Comments

  • The Non-Physical
    My concept of the non-physical is phenomena that cannot be detected by our senses and the scientific extensions of our senses and which cannot be explained by existing scientific paradigms.johnpetrovic

    I find this definition unhelpful. Electromagnetic waves were physical before we knew about them. In my view it is clearer to refer to 'known' and 'unknown' components of the physical world. If someone wants to make the case that some phenomena in the world is actually non-physical, that warrants a separate classification from the widely accepted belief that there are still unknown physical entities.
  • The Non-Physical
    The soul is understood to be the agent of all living things.Metaphysician Undercover

    You use soul as a metaphor for chemical reactions behind gene expression?
  • The Non-Physical


    Parfit defends a narrow and wide ontological sense in relation to abstract concepts like math, truths and possibilities. Take the statement:

    “(R) if it had been true that nothing ever existed, there would have been this truth.”

    ... and his conclusion...

    “(S) though there would have been this truth, this truth would have existed only in the wide sense and the non-ontological sense.”

    I am fine with this. I also think when we ‘discover’ these truths, these abstract concepts assume a new, if ephemeral, ontological status in the narrow sense, as physical patterns in our minds. These truths derive their power from accurately modeling how nature works, and help our minds ‘discover’ new possibilities. We sometimes take action to actualize these possibilities and thereby create other ontological entities, like an airplane. I believe this particular ontological transformation of abstract truths requires a conscious host.
  • The Non-Physical
    But 1 exists as the identity element. It is the name we give an actual universal symmetry. And can nature escape being a story of symmetries and their breaking?apokrisis

    Right, math and logic rules have been shown to be compatible with how nature work, which separates these concepts from other creations of the human mind (like Pegasus).
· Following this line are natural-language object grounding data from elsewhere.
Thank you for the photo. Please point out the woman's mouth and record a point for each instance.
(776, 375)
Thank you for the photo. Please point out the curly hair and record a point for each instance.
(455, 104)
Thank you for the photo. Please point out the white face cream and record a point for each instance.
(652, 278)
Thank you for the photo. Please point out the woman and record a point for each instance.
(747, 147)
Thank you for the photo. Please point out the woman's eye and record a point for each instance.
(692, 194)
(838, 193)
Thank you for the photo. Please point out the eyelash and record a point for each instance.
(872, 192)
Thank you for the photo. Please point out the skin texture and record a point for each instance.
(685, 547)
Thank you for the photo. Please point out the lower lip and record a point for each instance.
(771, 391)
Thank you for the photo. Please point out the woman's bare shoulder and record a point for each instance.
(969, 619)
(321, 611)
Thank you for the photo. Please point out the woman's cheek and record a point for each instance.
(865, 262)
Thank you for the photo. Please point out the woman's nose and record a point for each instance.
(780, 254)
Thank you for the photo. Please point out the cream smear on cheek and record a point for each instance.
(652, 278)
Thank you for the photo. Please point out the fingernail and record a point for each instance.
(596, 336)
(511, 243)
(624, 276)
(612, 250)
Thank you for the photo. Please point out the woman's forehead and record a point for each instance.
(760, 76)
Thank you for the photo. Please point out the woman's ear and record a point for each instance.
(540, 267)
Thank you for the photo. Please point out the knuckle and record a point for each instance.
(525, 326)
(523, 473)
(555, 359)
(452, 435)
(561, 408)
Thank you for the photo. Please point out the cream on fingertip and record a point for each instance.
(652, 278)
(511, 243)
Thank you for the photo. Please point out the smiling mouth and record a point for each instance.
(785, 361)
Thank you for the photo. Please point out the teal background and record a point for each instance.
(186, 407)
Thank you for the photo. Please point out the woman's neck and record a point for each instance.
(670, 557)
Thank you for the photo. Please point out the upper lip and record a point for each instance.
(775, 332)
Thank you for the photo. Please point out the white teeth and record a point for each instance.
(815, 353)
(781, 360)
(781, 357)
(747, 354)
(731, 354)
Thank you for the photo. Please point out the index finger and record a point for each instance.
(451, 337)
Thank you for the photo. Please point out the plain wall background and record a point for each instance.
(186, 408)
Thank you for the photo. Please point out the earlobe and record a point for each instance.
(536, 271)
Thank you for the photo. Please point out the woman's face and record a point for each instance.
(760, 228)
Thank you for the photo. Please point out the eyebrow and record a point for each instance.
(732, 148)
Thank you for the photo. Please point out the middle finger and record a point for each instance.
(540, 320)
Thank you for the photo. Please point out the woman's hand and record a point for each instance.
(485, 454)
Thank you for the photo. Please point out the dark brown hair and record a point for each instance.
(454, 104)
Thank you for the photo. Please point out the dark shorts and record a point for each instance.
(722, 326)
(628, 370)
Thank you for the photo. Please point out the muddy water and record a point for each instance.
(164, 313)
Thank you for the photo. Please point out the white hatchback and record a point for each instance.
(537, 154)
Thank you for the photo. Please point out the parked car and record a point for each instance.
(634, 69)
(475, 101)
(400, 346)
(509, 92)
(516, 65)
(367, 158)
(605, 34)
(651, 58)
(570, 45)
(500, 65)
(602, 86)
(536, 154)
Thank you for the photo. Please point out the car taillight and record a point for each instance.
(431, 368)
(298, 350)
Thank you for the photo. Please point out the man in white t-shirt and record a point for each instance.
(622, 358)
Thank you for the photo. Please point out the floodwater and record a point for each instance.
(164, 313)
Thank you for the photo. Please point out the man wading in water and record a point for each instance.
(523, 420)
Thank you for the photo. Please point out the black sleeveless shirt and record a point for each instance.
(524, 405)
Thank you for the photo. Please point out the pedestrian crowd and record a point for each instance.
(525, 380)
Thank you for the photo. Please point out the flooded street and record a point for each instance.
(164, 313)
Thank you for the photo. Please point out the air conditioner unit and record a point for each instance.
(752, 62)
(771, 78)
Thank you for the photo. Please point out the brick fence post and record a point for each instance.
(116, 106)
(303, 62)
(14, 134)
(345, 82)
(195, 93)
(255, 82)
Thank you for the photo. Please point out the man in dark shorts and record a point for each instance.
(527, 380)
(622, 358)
    Forces of nature do not rely on our stories of symmetries and their breaking. We create these stories in through thinking in an attempt to make sense of these forces.
  • The Non-Physical
    Non-physical things we have discovered so far, are objects that only exist in symbolic form, such as the objects and necessary truths of mathematics.
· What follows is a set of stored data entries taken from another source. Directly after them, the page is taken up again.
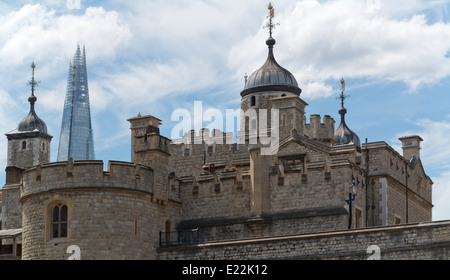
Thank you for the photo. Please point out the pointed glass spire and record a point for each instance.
(76, 139)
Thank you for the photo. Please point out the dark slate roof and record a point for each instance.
(32, 122)
(344, 135)
(271, 76)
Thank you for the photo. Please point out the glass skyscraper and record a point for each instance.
(76, 140)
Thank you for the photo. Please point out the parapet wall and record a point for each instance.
(86, 174)
(320, 130)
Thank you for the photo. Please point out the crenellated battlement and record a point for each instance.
(322, 131)
(86, 174)
(204, 135)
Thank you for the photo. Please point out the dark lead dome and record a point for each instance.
(32, 122)
(344, 135)
(271, 76)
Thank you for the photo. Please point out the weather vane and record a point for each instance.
(342, 97)
(33, 83)
(271, 15)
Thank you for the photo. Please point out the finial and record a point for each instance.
(342, 97)
(271, 15)
(32, 99)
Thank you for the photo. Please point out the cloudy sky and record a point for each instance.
(155, 56)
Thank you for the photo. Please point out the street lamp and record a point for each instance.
(353, 189)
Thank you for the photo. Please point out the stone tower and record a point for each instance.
(262, 87)
(151, 149)
(28, 146)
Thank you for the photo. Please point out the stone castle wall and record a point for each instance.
(421, 241)
(112, 214)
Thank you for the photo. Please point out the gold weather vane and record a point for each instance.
(271, 15)
(33, 83)
(342, 97)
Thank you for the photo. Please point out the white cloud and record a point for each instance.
(37, 33)
(322, 41)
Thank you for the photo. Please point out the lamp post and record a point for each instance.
(353, 189)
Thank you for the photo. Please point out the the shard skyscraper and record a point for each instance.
(76, 140)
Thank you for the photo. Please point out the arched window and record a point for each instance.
(59, 221)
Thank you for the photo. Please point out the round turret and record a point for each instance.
(271, 76)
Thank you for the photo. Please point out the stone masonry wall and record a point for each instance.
(426, 241)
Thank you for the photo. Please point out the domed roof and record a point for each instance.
(271, 76)
(344, 135)
(32, 122)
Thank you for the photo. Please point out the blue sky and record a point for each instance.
(152, 57)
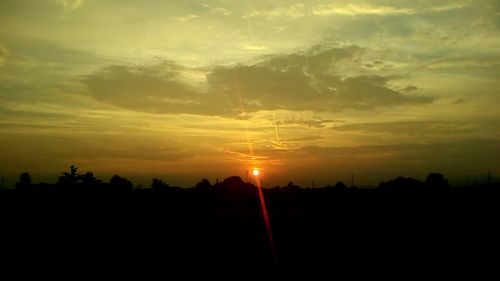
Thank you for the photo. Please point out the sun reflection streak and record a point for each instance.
(262, 200)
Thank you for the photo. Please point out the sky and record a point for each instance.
(305, 91)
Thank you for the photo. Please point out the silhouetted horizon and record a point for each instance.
(78, 178)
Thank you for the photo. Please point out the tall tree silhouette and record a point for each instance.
(24, 181)
(118, 183)
(436, 181)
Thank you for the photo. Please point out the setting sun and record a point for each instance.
(255, 172)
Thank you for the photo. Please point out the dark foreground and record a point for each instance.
(227, 227)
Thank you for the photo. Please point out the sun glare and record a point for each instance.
(255, 172)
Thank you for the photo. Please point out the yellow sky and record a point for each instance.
(313, 90)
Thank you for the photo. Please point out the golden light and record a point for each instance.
(255, 172)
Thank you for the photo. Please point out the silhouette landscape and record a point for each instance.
(225, 222)
(231, 132)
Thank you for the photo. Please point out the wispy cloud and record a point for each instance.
(70, 4)
(359, 9)
(298, 81)
(187, 18)
(254, 47)
(292, 11)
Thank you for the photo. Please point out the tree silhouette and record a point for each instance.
(204, 184)
(70, 179)
(118, 183)
(158, 184)
(436, 181)
(24, 181)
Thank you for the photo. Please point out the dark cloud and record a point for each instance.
(300, 81)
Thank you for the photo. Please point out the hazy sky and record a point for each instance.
(312, 90)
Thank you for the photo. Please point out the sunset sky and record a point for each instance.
(313, 90)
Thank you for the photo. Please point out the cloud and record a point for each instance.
(187, 18)
(359, 9)
(70, 4)
(413, 128)
(254, 47)
(315, 122)
(292, 11)
(4, 53)
(220, 11)
(299, 81)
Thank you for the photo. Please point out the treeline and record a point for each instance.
(73, 181)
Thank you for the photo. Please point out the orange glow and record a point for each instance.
(255, 172)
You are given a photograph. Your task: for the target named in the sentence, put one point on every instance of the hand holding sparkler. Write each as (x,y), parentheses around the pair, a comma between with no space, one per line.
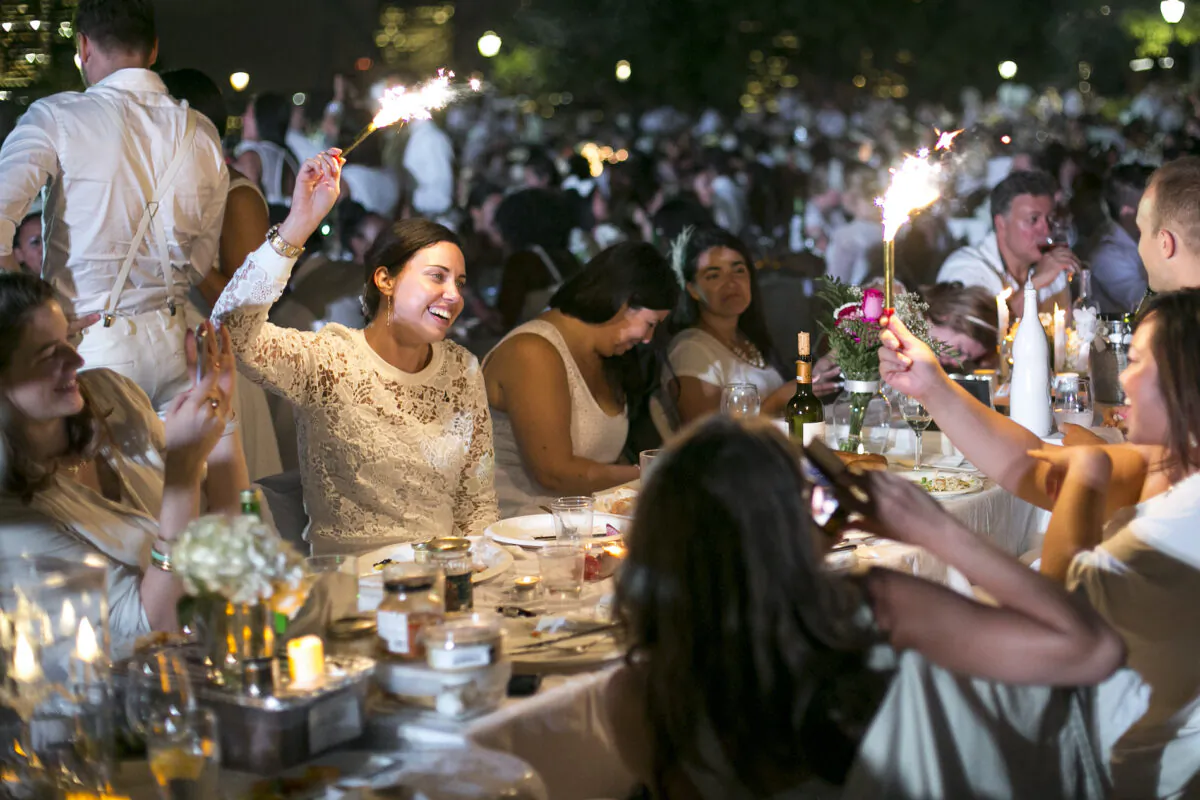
(318,185)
    As for the mathematical truths not yet discovered, then I am forced to conclude, by my preferred epistemology, that they already exist.
    tom


    My view is that math and logical truths originated (at least on earth) as physical constructs in our ancestors minds because we both possessed the mental capacity, and the generalizing of recurring patterns in nature gave our soft selves survival advantages.

    It is true that the number 1 does not directly describe something else that is physical, but directly describing something physical is not the purpose of generic thinking aids like math and logic truths.

    I don't see how or why these thinking aids would exist without sentient hosts.
  • Morality
    "Read Parfit, hence cometh Kantian reasoning. It's the act, not the outcome. It's the orientation, the lack of good will, that makes an act unethical."


    By orintetation, do you mean strength of reason supporting the act? If so, I agree. In the case of speeding through a residential neighborhood without incident, I'm not sure how it makes a difference whether or not one has goodwill. Questions of motive are psychological in nature and don't change the danger of the act?
  • Morality
    “My view of immorality is very straight forward and easy to understand. Everything that is immoral, i.e., all immorality involves harm in some fashion or form.”

    I like your overall argument. Under your theory, is someone that speeds down a residential neighborhood 60 mph in a 20 mph zone, without hitting anything, causing harm?
  • Morality
    You write:

    “Morality was designed with the needs of the group in mind. Morality was not designed with the needs of the individual in mind. The reason for this approach was the team affect. A team, when optimized, can become more than the sum of its parts.”

    Designed by who or what? If your answer is evolution, then how do you make the case evolution had a “reason?”. Doesn’t something need need the ability to reason to have one? If your answer is humans designed morality to achieve an end, I ask, is morality a choice we had? My view is that morality was blindly thrust upon us by evolution like a hot potato; the nature of our existence regularly imposes decisions upon us to act or not act in some way; there is no avoiding that our actions or inactions affect ourselves and others in significant ways. Throughout history we have managed to incrementally rationalize why we act the way we do, and have experimented with implementing various moral theories. Is this what you mean by designed?

    In my view the best moral theory incorporates both the wide and narrow moral senses. The wide sense providing the advantages of the team effect you mention, and the narrow sense acknowledging that securing your own oxygen mask first is important. The question of what is right and wrong when the wide and narrow moral senses conflict, is one of the tough questions in moral theory.